F: Topic: Control Over Data Sharing


  1. La información del expediente médico de un paciente puede incluir medicamentos, resultados de pruebas genéticas y diagnósticos de salud mental. Cuando se comparten los expedientes médicos entre proveedores de atención médica, ¿cree usted que los pacientes deberían poder decidir específicamente cuál información se debería incluir?

    • YES

    • NO


G. Topic: Awareness of Privacy Regulations/Laws


Le voy a leer algunas afirmaciones sobre la protección de los expedientes médicos electrónicos. ¿Qué tan de acuerdo está con cada una de las siguientes afirmaciones?

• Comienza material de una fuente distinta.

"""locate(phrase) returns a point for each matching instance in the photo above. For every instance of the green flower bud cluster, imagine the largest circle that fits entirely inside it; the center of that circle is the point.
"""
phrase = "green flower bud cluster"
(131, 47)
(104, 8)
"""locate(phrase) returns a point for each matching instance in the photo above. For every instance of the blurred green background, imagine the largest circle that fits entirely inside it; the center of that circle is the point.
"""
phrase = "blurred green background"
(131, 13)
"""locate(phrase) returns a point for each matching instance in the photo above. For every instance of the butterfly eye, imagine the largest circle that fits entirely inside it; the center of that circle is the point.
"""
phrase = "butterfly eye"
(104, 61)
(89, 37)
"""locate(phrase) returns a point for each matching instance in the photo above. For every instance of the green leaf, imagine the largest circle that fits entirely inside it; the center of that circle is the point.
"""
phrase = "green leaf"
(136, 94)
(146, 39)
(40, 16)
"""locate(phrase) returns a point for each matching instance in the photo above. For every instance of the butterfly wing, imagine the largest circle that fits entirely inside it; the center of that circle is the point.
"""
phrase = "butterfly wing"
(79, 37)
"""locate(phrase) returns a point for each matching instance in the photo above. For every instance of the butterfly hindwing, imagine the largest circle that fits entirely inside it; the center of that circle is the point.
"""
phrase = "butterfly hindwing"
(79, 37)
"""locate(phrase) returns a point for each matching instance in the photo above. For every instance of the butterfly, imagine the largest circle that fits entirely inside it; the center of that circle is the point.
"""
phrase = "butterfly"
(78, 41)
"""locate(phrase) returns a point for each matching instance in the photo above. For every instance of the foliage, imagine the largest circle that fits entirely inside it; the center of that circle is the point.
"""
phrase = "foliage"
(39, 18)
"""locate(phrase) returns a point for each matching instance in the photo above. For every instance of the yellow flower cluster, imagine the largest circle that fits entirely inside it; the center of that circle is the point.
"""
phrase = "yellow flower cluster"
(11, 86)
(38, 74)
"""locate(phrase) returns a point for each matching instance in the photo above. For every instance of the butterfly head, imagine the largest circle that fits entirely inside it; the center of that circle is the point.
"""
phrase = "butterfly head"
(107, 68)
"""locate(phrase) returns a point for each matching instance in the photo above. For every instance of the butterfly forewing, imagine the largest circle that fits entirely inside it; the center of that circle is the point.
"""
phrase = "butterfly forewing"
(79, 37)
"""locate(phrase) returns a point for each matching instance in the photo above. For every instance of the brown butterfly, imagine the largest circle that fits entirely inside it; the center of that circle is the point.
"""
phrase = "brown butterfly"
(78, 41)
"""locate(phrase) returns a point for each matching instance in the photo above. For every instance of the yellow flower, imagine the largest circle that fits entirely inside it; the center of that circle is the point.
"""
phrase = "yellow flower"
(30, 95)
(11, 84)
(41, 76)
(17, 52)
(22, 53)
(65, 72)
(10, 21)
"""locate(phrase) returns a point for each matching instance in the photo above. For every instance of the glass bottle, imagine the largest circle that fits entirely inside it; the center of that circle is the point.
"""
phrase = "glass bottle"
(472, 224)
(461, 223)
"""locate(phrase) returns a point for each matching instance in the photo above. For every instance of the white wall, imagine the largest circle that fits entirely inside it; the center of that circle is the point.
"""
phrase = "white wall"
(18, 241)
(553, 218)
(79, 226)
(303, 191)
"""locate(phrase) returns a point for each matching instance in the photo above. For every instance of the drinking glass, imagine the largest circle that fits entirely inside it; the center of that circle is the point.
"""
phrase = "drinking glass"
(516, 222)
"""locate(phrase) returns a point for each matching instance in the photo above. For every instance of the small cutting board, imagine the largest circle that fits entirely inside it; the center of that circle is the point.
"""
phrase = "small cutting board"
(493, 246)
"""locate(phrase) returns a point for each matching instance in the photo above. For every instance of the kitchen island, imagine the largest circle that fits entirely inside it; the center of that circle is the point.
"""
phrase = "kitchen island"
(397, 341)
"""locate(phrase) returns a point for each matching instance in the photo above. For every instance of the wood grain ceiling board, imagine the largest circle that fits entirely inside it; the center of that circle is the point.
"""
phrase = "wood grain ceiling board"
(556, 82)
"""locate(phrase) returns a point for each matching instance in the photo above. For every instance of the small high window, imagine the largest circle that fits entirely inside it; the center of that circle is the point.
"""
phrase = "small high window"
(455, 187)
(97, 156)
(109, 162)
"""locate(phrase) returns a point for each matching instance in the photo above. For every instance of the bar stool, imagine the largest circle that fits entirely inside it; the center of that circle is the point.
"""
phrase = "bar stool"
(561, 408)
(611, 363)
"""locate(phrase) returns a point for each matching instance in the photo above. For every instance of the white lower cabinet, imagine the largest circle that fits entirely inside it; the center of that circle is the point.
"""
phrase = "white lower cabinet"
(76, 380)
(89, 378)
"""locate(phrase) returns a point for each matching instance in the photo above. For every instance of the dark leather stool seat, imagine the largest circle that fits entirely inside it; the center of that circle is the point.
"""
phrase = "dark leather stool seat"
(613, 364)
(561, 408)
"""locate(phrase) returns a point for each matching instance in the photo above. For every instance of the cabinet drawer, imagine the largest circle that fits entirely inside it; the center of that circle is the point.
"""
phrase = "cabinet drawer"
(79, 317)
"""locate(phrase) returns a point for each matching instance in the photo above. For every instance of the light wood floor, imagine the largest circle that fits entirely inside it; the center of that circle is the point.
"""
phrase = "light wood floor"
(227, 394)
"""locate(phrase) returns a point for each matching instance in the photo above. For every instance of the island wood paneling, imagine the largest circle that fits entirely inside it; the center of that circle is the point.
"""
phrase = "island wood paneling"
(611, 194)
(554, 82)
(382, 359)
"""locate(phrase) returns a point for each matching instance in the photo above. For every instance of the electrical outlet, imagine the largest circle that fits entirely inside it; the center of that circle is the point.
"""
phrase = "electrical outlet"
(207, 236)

  1. Hoy en día las leyes actuales proporcionan un nivel razonable de protección para los expedientes médicos electrónicos.


  • Muy de acuerdo

  • De acuerdo

  • En desacuerdo

  • Muy en desacuerdo


  1. Hoy en día los proveedores de atención médica ponen en práctica medidas que proveen un nivel razonable de protección a los expedientes médicos electrónicos.


  • Muy de acuerdo

  • De acuerdo

  • En desacuerdo

  • Muy en desacuerdo


  1. Existen leyes que requieren que los proveedores de atención médica me den una copia de mi expediente médico en la manera que yo prefiera, ya sea electrónica o una copia en papel. 


  • Muy de acuerdo

  • De acuerdo

  • En desacuerdo

  • Muy en desacuerdo


H. Topic: Overall Support in Spite of Concerns


¿Qué tan de acuerdo está con estas afirmaciones acerca del apoyo sobre el uso de los expedientes médicos electrónicos?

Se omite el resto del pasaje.